The experimental artist’s latest work uses a Roomba and Yves Klein blue to explore bodies.

Addie Wagenknecht knows what the void means. By this, I mean she’s an artist who plays with absence and the inheritance we leave behind; her works are clues into the world of technology and feelings that make up her brain, but they aren’t explanations of it. That would be too easy. She builds her art in unconventional ways — hacking sculpture and robotics together to create a traditionally beautiful thing from disturbing means and creating a visually disturbing thing with traditional ones. Wagenknecht’s prior series “Black Hawk Paint” and “Internet of Things” used drones and Roombas, respectively.
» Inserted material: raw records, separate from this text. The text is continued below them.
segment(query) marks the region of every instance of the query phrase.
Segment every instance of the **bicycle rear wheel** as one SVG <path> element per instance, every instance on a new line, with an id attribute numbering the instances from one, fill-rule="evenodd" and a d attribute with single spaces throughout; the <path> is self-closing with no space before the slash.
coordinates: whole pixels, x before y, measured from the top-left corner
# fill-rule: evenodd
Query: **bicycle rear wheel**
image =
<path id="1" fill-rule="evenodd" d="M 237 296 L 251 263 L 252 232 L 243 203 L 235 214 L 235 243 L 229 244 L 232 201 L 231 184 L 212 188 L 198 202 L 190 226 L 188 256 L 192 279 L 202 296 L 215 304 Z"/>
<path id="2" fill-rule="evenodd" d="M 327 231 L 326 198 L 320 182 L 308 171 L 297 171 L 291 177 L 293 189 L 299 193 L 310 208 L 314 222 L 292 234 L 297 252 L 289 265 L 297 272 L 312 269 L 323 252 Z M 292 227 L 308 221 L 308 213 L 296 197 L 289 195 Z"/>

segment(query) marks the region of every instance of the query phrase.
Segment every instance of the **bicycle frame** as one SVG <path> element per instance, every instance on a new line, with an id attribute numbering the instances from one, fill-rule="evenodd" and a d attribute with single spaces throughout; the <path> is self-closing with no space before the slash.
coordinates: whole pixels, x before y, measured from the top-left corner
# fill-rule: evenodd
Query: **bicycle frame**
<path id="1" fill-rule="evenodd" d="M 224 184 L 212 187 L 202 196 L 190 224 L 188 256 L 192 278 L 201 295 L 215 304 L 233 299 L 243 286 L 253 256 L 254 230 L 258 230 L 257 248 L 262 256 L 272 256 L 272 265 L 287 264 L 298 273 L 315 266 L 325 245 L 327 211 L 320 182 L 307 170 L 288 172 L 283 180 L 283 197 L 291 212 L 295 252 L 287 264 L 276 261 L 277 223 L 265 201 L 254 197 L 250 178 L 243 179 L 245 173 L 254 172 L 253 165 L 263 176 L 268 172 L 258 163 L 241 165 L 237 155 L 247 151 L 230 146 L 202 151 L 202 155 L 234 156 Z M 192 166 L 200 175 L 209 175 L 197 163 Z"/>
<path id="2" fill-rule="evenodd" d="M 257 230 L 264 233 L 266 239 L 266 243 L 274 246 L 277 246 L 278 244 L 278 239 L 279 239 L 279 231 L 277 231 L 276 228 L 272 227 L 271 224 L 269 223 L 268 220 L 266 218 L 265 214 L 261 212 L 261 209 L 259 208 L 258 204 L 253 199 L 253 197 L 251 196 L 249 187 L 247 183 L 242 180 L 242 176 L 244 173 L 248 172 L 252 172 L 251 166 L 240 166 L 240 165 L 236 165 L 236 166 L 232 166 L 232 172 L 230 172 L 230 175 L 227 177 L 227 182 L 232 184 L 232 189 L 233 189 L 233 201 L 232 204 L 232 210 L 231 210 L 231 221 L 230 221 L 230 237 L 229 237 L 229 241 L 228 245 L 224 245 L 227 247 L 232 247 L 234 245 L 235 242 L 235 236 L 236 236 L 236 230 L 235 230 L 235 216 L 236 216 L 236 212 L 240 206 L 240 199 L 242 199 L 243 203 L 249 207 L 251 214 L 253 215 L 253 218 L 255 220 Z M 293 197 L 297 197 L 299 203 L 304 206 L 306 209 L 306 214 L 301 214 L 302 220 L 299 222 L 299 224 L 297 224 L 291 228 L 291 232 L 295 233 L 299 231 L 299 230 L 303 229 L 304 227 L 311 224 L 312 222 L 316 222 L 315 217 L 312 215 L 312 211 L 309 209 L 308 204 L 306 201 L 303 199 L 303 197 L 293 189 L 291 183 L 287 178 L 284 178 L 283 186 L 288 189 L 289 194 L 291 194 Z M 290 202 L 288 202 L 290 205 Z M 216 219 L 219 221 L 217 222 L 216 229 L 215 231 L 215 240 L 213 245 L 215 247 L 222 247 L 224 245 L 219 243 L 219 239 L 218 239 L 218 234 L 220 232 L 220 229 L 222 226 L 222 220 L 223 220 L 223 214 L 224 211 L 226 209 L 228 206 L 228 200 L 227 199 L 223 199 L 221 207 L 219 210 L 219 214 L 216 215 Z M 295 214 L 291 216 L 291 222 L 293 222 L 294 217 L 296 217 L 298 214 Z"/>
Her work has been featured in the Vienna, Moscow, and Istanbul biennials and acquired by the Whitney Museum of American Art, and she’s collaborated with Chanel and i-D magazine on a series exploring the sixth sense. Besides creating art exhibited around the world, she was one of the founding members of the cyberfeminist collective Deep Lab, who do work in cybersurveillance, research, coding, hacking, art, and theory. Her latest work, Alone Together, on view at Bitforms gallery in New York City is a series of paintings utilizing Yves Klein’s namesake blue, painted using a Roomba as a brush, letting it navigate around her nude body as she reclined on a canvas.
See more here
The result is a void in the shape of a woman, painted by a robot learning the algorithm it intuited of her body. In a time where meme-based cryptocurrency is eating up the world’s entire output of energy and Trump has proposed slashing the National Endowment of the Art’s budget out of existence, urgent work discussing where our bodies belong in the future of art and tech has never felt more necessary. After seeing the show in person and missing the chance to talk with her — she was far too popular for me to wade through the bodies, pressed into the small space — we caught up (how else?) on Skype, across the world from each other, with three time zones in between.